英国ではクロスドリル加工をチューニング用クランクに施し、高回転時のオイル切れ対策や油圧の安定化を図ります。日本ではクロスドリル加工を知っているメカニックは大変少ないと思いますが、この加工を行う内燃機屋はもっと少ないかも知れません。
しかもスタンダードの純正クランクを再加工するにはとても高価(多分)な作業で、スチールクランク(EN40B)もとても高価な部品でして、お手軽に安価に、そして確実にオイル確保するためにはどうしたら良いのか??

オイルライン内部の抵抗となる部分を出来る限りスベスベにすることです。ならばどうするか?それは穴を拡大する事ではなく、内部を【お磨き】するということです。工具屋で『リーマ(reamer)』という刃物を買って行う作業になりますが、素人のDIYでは難しいでしょう。なぜなら“手加減”で行うために相当な経験が要求され、無理矢理で行うとオイルホールの中でリーマが折れてしまうこともあるのです。これを取り出すのは一苦労です。コンロッド両サイドの【お磨き】は、素人でもプロでもそれほど出来栄えに差が出るとは思いませんが、このオイルホールの作業はリスクが大きいと考えて下さい。

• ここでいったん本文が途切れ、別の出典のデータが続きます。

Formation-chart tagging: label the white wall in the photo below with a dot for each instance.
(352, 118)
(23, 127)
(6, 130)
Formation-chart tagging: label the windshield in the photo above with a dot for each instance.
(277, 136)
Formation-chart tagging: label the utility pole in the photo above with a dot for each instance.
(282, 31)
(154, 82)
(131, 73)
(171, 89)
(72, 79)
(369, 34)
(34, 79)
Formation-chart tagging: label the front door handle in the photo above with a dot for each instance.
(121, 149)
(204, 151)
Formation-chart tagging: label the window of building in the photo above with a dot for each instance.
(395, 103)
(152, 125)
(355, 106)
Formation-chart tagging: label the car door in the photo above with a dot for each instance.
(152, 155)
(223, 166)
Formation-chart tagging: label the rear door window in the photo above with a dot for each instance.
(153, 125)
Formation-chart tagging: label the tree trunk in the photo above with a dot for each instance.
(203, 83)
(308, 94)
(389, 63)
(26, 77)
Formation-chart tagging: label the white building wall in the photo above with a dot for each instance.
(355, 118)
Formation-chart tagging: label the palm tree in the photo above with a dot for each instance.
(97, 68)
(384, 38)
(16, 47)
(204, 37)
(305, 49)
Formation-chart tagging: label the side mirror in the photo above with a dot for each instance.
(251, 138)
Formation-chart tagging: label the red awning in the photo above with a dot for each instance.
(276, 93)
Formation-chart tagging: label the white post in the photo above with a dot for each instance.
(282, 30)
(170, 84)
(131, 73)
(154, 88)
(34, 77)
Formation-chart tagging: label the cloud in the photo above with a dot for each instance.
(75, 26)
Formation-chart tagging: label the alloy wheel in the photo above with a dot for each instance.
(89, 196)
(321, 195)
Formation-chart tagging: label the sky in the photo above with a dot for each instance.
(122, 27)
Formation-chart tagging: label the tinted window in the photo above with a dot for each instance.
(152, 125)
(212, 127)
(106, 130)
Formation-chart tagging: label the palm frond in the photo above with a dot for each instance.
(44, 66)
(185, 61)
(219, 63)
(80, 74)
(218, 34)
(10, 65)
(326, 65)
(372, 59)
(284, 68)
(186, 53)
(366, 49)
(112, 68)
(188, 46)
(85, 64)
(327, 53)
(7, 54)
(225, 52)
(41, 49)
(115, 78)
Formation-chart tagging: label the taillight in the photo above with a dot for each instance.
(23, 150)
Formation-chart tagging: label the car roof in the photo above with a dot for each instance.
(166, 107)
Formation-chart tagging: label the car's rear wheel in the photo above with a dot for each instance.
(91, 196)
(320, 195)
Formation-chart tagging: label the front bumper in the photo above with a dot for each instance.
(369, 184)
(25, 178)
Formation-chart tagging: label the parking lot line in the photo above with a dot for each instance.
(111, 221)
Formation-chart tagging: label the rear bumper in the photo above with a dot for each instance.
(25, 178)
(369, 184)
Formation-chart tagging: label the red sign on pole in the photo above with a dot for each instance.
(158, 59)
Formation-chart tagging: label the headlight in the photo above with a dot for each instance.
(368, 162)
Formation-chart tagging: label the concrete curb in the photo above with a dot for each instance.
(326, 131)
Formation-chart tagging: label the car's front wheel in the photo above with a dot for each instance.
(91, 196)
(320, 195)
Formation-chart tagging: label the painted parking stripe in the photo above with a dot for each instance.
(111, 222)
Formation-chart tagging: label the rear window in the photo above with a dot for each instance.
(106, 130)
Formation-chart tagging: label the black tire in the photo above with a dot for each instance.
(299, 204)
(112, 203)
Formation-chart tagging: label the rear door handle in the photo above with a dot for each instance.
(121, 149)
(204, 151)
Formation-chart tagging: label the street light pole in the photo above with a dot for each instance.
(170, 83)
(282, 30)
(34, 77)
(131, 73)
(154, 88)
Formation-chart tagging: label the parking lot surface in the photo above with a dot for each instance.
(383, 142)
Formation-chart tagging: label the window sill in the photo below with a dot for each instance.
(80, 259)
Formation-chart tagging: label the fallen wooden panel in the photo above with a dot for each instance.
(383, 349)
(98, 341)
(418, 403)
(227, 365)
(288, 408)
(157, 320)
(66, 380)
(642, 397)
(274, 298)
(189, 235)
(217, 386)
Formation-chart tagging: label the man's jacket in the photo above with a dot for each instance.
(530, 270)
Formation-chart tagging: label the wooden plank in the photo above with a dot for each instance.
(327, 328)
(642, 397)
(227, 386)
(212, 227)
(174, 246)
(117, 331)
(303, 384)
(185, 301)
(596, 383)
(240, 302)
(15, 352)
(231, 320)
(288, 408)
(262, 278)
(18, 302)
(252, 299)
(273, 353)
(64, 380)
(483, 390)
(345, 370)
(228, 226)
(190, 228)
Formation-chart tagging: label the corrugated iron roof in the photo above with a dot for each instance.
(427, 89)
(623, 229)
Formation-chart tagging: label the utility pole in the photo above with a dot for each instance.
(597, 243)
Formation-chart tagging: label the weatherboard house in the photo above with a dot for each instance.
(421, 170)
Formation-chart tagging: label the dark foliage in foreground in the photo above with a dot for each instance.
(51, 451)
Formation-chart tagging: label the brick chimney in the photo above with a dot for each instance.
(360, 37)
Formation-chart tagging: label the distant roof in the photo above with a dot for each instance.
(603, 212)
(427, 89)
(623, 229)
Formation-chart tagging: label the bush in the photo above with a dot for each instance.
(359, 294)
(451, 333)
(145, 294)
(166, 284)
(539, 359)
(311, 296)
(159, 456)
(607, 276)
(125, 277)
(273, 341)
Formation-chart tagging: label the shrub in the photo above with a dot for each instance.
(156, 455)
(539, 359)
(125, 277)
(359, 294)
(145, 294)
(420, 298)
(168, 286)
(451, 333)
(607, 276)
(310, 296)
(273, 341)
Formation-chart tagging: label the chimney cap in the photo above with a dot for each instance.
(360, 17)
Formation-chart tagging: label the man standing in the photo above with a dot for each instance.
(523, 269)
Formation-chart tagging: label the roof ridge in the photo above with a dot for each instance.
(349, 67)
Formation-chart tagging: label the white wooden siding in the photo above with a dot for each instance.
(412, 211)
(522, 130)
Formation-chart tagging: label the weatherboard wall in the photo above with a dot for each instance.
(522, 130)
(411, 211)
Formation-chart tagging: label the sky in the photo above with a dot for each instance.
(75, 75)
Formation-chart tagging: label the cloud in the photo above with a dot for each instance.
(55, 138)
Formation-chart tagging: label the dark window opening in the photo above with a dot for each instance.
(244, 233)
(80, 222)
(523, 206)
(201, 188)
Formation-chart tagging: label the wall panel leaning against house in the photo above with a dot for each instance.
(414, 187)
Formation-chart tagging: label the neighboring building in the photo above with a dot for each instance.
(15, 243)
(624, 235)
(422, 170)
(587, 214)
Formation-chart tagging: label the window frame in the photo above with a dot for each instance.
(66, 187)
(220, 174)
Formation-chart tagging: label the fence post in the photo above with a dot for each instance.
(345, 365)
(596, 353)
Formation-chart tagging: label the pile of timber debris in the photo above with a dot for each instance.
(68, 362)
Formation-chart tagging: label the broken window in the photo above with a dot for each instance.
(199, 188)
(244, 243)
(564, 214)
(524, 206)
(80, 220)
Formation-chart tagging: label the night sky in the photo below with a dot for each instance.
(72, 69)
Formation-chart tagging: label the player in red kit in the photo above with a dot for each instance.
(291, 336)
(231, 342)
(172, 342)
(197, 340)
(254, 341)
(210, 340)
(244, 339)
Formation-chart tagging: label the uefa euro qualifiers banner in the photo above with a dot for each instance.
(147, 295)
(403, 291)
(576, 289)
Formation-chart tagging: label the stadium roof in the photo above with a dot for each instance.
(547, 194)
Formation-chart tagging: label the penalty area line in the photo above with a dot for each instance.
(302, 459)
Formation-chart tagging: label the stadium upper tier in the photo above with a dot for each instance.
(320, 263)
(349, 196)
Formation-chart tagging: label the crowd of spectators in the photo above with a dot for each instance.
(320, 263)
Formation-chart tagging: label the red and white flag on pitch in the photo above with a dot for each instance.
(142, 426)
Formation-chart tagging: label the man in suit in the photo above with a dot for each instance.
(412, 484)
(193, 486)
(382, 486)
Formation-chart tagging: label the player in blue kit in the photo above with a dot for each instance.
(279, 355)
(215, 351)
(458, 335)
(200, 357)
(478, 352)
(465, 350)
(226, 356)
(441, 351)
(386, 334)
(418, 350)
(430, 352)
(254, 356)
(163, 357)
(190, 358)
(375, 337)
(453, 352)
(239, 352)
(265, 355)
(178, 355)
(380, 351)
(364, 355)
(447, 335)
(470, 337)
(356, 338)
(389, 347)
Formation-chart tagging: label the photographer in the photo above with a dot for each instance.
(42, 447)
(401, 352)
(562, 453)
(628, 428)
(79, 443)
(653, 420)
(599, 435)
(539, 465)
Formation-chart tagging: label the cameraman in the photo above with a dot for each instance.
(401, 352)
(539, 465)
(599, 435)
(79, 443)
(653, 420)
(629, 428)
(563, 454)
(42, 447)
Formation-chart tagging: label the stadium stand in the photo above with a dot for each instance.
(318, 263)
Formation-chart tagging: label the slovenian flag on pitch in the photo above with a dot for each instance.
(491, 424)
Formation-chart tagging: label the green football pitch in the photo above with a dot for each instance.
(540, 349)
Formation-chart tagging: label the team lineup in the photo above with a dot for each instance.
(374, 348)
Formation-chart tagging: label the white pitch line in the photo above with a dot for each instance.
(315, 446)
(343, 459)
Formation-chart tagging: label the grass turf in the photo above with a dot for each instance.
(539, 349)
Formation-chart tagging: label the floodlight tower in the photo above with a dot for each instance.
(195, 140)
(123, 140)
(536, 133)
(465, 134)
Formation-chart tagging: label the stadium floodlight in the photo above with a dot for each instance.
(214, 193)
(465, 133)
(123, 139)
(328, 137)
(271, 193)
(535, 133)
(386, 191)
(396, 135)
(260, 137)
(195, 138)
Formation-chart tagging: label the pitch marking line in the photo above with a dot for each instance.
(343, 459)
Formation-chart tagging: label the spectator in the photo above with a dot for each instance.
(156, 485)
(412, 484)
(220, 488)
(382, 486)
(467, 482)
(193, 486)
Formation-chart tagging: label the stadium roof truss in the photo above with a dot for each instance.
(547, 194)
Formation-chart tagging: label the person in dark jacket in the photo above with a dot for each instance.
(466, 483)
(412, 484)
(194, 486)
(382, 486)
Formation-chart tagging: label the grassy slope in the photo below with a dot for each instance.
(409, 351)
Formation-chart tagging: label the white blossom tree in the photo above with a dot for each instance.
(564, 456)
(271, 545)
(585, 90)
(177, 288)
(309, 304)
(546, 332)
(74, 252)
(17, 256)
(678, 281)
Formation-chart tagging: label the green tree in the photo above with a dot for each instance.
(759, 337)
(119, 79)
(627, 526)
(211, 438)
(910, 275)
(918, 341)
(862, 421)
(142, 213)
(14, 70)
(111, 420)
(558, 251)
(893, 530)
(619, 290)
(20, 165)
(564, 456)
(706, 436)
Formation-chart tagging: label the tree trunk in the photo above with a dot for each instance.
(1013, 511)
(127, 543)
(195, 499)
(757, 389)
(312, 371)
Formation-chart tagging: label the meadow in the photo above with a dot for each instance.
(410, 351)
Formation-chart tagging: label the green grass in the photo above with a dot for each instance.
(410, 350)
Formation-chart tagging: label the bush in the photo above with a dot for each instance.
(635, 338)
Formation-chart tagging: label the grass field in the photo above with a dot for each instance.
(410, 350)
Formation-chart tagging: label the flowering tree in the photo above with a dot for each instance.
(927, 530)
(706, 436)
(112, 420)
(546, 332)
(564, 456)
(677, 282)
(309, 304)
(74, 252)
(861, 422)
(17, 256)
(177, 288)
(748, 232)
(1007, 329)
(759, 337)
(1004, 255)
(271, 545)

そして、この場所による油圧と油量の差異をなるべく平均化するには、メインベアリングのオイルホールの加工という事を行います。また、オイルホール出入口の面を加工することも大切な作業でして、クランクの穴の位置と、メインベアリングの溝の位置(左右)、そして、その溝の角の部分がなるべく正しい状態かをチェックして下さい。

オイルデリバリーの重要性は誰もがご存知だと思いますが、地道に強度や耐久性の向上を図る事が、結果として長期間トラブルフリーで乗り続けることを可能とし、またコスト的にも有利になるのです。
オイル性能が年々向上しているとはいえ、ミニAタイプエンジンに関していうならば、スタンダードの25%出力アップを計画する際には、このオイルデリバリーがスタンダードのままではリスクが高くなると覚えておいて下さい。

実際の標準的なエンジンと同様、シリーズ‘A’クランクのビッグエンド(コンロッドベアリング)への潤滑オイルは、メインベアリングジャーナルから供給されます。エンジンの回転速度が上がるほど遠心力が増し、より多くのオイルがビッグエンドへ移動します。極端な高回転の状況下では、ビッグエンドへのオイル流量が、メインベアリングへのオイル流量を上回ることもあります。これは、メインベアリングのオイル不足を意味します。この遠心力を減らすため競技用クランクにはクロスドリル加工が施されます。

この加工は通常の出口をビッグエンドジャーナルに接続して、最大半径となっているオイル出口の代わりに、より小さい半径となるオイル出口になるように正しい角度で穴あけをすることで、遠心力を減らします。このクロスドリル加工は穴あけされていないクランクに適用することができます。
※Special TuningのEN40Bクランクは競技用であったため、全てにこの クロスドリル加工が施されていました。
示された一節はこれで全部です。